La dimension collective des données génétiques humaines
En raison de caractéristiques génétiques biologiques communes, le traitement des données génétiques peut permettre d'évaluer des risques pour la santé ou de déterminer des relations biologiques concernant non seulement la personne concernée, mais aussi d'autres personnes, y compris des membres de la famille élargie. Ainsi, les opérations de traitement des données peuvent non seulement affecter le droit à la vie privée d'une personne, mais aussi avoir des conséquences sur la vie privée d'un groupe de personnes.

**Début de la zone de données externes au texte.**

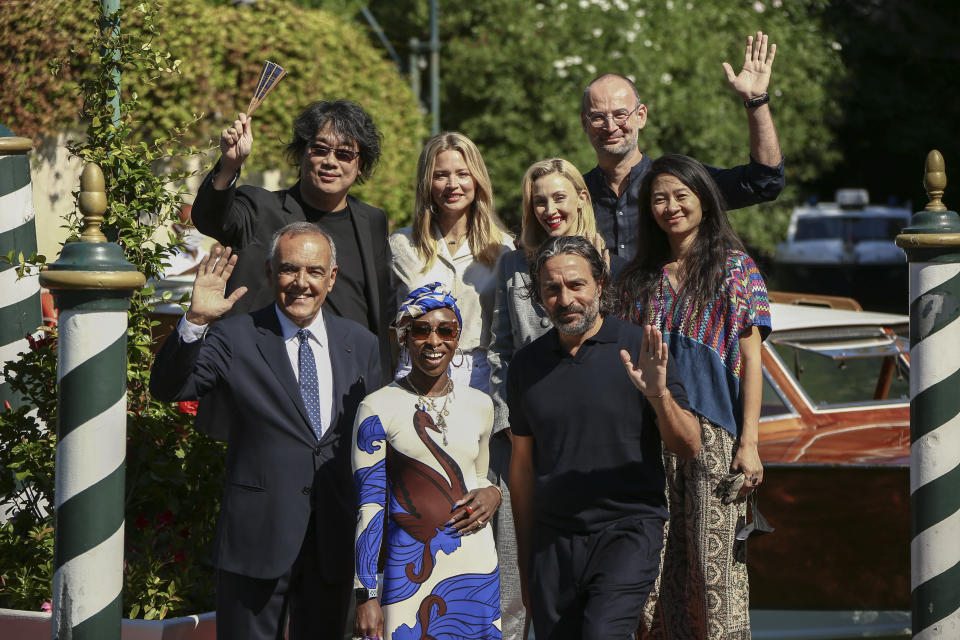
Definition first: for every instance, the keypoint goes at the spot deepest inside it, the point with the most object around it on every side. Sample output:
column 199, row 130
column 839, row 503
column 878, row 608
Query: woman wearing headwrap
column 420, row 471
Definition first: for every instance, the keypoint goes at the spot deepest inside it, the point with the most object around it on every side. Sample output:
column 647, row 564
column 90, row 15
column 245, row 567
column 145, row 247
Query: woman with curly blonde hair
column 455, row 239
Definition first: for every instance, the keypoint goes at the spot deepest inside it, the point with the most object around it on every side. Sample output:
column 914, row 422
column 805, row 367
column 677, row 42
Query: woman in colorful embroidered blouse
column 693, row 281
column 455, row 239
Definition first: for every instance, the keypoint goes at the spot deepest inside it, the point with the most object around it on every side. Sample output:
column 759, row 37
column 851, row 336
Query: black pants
column 255, row 609
column 593, row 586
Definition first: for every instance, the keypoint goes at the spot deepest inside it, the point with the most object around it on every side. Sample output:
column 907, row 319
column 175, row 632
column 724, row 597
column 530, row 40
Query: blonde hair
column 532, row 233
column 485, row 231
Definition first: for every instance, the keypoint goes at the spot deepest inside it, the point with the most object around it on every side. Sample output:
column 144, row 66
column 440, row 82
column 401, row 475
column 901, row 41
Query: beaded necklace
column 425, row 402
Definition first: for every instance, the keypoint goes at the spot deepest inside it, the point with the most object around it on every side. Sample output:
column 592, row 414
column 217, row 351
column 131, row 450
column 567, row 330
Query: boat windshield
column 842, row 367
column 849, row 228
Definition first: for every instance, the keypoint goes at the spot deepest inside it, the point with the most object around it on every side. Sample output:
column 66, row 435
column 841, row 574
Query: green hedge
column 221, row 49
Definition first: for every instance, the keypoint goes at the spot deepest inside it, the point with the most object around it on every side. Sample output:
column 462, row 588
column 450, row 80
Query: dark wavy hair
column 350, row 122
column 702, row 271
column 577, row 246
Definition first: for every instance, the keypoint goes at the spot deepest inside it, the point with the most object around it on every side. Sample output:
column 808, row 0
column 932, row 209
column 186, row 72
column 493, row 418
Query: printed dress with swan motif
column 436, row 584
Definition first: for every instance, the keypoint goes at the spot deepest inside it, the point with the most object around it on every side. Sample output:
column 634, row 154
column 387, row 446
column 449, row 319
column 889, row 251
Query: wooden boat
column 835, row 441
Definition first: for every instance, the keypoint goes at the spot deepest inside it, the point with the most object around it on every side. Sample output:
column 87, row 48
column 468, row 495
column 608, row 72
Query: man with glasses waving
column 334, row 145
column 612, row 115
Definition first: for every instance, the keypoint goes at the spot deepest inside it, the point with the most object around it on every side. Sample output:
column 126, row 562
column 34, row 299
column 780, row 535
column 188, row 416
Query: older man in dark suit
column 334, row 146
column 289, row 377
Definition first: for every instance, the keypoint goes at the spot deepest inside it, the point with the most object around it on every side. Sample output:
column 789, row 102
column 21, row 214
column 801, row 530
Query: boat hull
column 842, row 538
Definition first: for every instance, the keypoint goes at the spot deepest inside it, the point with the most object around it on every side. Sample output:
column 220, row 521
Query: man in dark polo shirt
column 612, row 116
column 334, row 146
column 586, row 477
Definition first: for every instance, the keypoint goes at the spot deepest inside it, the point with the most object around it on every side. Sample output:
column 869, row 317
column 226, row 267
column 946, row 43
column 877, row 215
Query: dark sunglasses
column 421, row 330
column 343, row 155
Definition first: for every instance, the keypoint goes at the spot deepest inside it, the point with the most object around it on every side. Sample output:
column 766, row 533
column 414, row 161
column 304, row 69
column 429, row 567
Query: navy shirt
column 618, row 217
column 596, row 447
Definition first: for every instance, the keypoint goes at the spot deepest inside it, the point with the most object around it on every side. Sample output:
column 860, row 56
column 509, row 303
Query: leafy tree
column 219, row 50
column 901, row 99
column 513, row 74
column 173, row 474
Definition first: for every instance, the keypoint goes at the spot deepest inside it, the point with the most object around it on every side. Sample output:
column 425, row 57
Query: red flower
column 164, row 519
column 188, row 406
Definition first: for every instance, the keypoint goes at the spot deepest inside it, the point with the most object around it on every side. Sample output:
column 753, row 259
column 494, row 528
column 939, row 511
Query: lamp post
column 92, row 283
column 932, row 245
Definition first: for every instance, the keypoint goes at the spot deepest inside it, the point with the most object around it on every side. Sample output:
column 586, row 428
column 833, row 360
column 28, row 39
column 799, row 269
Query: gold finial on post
column 934, row 181
column 93, row 203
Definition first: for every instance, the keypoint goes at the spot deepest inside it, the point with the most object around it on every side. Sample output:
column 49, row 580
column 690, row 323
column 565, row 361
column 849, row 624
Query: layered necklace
column 429, row 402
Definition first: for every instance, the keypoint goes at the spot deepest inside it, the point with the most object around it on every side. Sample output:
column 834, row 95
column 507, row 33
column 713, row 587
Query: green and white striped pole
column 92, row 283
column 932, row 245
column 19, row 298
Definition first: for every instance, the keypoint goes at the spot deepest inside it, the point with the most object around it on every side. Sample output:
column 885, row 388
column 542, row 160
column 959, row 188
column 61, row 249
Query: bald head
column 608, row 82
column 612, row 116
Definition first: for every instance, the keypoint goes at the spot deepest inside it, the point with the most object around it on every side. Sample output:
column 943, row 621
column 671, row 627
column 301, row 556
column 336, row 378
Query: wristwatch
column 363, row 594
column 763, row 98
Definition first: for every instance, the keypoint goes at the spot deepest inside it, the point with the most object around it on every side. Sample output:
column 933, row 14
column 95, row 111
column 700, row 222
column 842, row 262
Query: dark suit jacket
column 276, row 471
column 246, row 218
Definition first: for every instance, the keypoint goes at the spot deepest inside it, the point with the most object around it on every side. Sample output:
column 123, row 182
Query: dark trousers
column 593, row 586
column 255, row 609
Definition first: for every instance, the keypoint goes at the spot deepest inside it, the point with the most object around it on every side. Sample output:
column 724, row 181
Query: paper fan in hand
column 270, row 75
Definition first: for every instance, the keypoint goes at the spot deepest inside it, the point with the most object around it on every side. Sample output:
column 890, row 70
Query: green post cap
column 934, row 233
column 92, row 263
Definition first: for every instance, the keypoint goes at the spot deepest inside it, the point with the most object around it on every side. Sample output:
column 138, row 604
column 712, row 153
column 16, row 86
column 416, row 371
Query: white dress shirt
column 190, row 332
column 471, row 282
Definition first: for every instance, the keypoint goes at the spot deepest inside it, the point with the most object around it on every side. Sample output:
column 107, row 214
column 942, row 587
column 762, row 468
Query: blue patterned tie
column 309, row 385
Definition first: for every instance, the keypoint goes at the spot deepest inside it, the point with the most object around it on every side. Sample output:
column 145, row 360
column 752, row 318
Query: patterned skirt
column 703, row 591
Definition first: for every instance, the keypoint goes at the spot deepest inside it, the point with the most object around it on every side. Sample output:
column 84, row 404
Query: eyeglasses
column 599, row 120
column 343, row 155
column 421, row 330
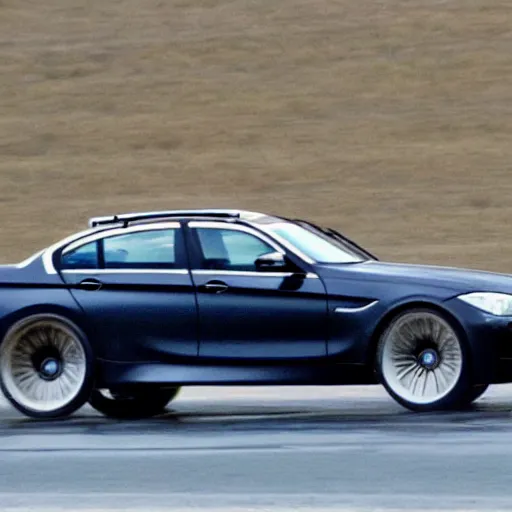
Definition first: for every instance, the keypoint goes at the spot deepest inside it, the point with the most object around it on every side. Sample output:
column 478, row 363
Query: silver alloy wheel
column 421, row 357
column 42, row 364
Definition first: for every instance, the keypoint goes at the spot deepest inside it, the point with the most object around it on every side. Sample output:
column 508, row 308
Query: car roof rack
column 126, row 218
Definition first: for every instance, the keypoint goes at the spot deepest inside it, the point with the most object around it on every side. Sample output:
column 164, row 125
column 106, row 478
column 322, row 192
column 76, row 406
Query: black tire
column 136, row 404
column 475, row 392
column 423, row 361
column 46, row 349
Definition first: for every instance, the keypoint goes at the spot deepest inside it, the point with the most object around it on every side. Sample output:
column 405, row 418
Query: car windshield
column 318, row 246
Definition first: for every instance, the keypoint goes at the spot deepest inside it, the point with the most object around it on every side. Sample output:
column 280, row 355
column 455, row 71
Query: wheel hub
column 50, row 368
column 429, row 359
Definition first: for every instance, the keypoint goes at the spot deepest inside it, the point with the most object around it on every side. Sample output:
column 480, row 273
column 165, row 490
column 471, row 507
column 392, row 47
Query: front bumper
column 490, row 342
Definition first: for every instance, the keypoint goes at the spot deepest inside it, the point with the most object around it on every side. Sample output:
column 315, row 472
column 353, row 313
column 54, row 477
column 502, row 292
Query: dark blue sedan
column 124, row 314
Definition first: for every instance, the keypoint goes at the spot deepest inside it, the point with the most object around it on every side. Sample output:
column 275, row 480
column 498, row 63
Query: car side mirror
column 271, row 261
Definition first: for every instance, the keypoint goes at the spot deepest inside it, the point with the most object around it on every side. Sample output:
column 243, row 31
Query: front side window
column 314, row 245
column 227, row 249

Cela soulève des questions juridiques très importantes et complexes, liées à la confidentialité des données, telles que le droit d'accès aux informations génétiques par la famille biologique de la personne concernée. Dans ce contexte, il est difficile de trouver un équilibre entre le droit de la personne concernée de ne pas divulguer (ou de divulguer) ses informations génétiques, et les implications et conséquences potentielles de leur divulgation (ou non-divulgation) pour les membres de la famille. En substance, deux grandes questions se posent (et sont liées entre elles) : i) les données génétiques appartiennent-elles exclusivement à la personne auprès de laquelle elles sont collectées ou au contraire à un groupe de personnes ? ii) les membres de la famille ont-ils le droit d'accéder à ces données en l'absence du consentement de la personne concernée ?
Dans son Document de travail sur les données génétiques, le groupe de travail Article 29 sur la protection des données (ci-après « WP29 » ou « Groupe de travail »), a déclaré que « Dans la mesure où les données génétiques ont une dimension familiale, on peut faire valoir l’argument suivant lequel il s’agit d’ « informations partagées », les membres de la famille disposant d’un droit à l’information pouvant avoir des répercussions pour leur propre santé et leur vie future ».
Cela aurait toutefois des conséquences majeures sur l'interprétation et l'application du droit et des principes relatifs à la protection des données. Une telle solution impliquerait, par exemple, que d'autres membres de la famille puissent également être considérés comme des « personnes concernées » ou, alternativement, que, bien que n'étant pas considérés comme des personnes concernées par ces données, les membres de la famille aient néanmoins le droit d'accéder à ces informations et de les recevoir en raison de l'importance des intérêts en jeu de leur point de vue (traditionnellement, l'exercice du droit d'accès et d'information est généralement subordonné juridiquement à la condition de la personne concernée et n'est pas exercé par des tiers en son nom).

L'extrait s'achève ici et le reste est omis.